I discussed these studies briefly with Kent when I attended one of his
workshops sponsored by the MIND Institute. The imaging work they do is
first class. The only reservation I have about psychopathy (and many
areas like this in Psychiatry) is the determination of the independent
variable. They use an elaborate interview, self-report questionnaire
and records review. They are as thorough as possible. Unfortunately,
they still can't partial out psychopathy from correlated factors that
may produce brain imaging differences, in particular, drug use and
traumatic brain injury.
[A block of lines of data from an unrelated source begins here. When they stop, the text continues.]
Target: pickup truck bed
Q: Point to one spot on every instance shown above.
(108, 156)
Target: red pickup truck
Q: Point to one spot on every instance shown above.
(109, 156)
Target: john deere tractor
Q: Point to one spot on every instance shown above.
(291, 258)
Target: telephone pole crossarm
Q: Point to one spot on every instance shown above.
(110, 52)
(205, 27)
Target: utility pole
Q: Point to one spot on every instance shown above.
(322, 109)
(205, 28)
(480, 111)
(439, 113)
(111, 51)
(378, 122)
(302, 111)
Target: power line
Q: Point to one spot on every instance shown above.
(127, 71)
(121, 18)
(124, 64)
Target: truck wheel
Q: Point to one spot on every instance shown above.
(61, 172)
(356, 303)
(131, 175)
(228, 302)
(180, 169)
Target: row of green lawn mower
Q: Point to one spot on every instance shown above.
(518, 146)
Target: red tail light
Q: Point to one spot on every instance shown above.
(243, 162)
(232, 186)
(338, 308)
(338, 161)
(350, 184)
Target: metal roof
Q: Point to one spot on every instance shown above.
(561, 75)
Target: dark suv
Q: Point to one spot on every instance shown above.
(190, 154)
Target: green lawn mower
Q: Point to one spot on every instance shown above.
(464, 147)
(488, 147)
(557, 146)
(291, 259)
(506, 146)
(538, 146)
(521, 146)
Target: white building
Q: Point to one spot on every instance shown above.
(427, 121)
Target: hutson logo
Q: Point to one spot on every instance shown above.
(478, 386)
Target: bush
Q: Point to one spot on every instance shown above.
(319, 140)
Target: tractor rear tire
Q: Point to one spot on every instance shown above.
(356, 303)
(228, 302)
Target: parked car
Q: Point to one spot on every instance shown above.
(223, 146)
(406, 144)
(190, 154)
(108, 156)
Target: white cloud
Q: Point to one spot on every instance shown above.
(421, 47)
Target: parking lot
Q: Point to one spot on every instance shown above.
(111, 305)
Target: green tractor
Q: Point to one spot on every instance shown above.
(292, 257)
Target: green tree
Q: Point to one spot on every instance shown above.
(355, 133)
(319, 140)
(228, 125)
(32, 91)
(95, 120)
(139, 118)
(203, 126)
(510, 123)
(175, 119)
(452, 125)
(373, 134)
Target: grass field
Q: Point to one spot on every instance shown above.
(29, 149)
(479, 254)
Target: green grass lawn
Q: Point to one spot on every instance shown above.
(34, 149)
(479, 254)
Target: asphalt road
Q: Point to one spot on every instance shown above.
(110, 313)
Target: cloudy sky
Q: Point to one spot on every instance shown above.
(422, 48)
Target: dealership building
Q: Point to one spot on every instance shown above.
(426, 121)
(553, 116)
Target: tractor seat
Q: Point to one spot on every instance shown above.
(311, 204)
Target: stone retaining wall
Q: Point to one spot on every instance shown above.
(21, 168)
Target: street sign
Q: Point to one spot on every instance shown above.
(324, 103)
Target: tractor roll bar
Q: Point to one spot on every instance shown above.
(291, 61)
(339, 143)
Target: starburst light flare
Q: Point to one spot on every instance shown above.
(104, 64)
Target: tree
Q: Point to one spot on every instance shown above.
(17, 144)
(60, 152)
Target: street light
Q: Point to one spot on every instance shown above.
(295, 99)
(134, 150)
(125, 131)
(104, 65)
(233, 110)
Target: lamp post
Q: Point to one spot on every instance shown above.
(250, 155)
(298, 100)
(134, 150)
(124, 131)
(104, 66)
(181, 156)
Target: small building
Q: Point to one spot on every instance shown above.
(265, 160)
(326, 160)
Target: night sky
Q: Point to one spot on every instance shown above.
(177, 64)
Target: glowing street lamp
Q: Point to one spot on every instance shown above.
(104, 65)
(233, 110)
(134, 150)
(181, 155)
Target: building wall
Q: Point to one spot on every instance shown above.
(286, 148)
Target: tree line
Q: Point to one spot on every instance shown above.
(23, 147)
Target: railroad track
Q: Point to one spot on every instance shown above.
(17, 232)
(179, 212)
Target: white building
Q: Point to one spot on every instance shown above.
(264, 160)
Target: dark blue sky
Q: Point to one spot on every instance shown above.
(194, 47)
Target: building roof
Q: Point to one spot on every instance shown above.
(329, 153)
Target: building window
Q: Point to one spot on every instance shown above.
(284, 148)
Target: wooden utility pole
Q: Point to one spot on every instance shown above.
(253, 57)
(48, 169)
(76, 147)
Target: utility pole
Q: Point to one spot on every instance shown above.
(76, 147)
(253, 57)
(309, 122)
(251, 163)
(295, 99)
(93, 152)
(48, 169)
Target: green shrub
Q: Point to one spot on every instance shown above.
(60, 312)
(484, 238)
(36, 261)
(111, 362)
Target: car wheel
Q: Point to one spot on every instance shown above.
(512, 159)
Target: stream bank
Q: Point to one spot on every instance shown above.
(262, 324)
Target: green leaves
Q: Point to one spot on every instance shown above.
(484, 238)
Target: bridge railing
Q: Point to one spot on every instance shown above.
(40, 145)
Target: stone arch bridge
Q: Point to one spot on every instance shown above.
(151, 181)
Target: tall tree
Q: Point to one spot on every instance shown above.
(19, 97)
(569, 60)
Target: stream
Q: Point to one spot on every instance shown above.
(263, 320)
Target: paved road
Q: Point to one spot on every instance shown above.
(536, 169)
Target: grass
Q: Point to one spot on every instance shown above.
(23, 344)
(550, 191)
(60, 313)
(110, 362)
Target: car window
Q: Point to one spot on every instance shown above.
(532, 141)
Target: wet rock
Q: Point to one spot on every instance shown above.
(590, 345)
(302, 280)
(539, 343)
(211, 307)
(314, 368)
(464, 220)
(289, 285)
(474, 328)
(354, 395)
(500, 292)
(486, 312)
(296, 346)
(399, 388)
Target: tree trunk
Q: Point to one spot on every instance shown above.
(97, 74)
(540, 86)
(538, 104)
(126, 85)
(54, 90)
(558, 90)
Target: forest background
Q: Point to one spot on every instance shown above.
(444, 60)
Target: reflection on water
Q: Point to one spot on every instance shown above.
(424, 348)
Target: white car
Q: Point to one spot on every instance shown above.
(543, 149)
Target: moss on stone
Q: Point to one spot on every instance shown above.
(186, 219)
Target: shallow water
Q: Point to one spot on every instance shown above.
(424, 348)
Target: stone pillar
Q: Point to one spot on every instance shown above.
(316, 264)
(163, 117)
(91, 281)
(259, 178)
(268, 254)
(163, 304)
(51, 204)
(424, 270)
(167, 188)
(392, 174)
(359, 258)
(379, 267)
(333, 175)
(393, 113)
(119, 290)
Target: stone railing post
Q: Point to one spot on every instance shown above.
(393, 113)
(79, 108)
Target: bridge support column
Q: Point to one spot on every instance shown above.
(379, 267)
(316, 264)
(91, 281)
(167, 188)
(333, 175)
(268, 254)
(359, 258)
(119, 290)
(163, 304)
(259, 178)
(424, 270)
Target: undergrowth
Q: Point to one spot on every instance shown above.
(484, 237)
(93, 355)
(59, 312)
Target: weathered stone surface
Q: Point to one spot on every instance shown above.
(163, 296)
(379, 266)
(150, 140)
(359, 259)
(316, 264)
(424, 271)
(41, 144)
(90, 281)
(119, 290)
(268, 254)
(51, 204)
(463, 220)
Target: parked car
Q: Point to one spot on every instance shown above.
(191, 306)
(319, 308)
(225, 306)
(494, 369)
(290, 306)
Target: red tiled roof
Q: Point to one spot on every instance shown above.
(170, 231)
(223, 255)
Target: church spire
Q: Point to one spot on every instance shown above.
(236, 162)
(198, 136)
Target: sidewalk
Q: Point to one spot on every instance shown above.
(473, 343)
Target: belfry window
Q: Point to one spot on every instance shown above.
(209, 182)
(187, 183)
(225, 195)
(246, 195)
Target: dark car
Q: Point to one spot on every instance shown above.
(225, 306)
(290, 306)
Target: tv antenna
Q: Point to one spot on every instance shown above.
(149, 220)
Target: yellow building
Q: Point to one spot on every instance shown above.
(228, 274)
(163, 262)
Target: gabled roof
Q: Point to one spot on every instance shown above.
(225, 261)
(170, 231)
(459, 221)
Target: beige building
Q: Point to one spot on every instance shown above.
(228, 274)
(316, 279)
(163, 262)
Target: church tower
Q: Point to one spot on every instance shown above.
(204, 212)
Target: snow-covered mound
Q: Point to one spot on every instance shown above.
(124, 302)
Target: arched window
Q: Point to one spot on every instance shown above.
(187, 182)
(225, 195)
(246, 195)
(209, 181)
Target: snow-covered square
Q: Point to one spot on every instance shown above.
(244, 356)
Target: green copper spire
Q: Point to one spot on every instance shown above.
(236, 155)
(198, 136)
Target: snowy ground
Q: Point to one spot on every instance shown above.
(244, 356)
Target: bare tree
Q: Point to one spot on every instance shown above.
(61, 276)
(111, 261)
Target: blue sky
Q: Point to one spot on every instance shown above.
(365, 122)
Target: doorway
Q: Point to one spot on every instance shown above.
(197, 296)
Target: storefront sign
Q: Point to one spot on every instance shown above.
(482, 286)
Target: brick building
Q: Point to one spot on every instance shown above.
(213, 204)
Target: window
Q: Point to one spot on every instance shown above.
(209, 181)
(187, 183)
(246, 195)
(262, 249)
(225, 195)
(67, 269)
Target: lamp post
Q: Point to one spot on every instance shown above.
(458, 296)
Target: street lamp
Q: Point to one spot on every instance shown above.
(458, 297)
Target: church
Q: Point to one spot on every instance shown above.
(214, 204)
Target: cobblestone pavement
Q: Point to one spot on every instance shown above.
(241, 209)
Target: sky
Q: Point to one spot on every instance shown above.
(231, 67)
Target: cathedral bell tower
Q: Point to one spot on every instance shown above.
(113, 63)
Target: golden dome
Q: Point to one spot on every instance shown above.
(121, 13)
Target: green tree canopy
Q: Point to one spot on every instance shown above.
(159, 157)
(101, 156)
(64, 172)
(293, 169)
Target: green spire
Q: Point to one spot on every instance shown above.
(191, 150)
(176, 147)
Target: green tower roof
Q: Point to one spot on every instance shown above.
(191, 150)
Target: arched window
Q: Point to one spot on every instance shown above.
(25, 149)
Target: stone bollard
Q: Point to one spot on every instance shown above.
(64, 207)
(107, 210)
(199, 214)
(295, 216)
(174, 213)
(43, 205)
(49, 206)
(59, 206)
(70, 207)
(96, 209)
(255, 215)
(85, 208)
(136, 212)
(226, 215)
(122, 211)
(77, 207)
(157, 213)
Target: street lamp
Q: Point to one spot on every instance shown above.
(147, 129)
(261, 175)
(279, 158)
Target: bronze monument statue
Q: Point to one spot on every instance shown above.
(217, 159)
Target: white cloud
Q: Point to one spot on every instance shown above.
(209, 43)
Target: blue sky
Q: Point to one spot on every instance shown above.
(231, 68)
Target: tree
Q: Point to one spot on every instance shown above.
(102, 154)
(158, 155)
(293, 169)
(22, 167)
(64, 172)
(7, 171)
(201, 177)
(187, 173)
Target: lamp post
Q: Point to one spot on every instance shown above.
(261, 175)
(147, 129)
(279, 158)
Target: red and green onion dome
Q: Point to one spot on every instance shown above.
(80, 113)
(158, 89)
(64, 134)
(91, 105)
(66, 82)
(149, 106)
The patterns they find are also essentially
random areas roughly within the limbic system. The pattern doesn't
explain psychopathy. If they examined a random sample of TBI patients,
they would get similar results.
http://www.dailymail.co.uk/news/article-2608003/Study-Half-jailed-NYC-youths-brain-injury.html
Although many people on this list are disparaging of neuroimaging, this
is a good example of how its done well and how complex it is. In
contrast to virtually every other area of psychological research, the
investigator and the subjects are unable to manipulate the dependent
measure: What you get is what you see. It's very hard for a subject who
knows the hypothesis to manipulate his grey matter density; it's very
easy to endorse a lower level of depression if I don't want more ECT.
Mike Williams
On 4/19/14 2:00 AM, Teaching in the Psychological Sciences (TIPS) digest
wrote:
The website for Wired has an interesting interview with the researcher
Kent Kiehl who has studied psychopaths for 20 years; the interview
is here:
http://www.wired.com/2014/04/psychopath-brains-kiehl/
The interview is partly a shill for Kiehl's new book "The Psychopath
Whisperer" which is geared for the general public (i.e., it is a
"money book", that is, a book a scientist writes not for a limited
scientific or academic audience but to appeal to a broad audience
and is expect to make a fair amount of money -- most popular
science books are money books though not all of them make a
lot of money). Anyway, Kiehl has his own mobile MRI scanner
(there is a picture of him next to trailer that contains the scanner)
so he's not doing too badly.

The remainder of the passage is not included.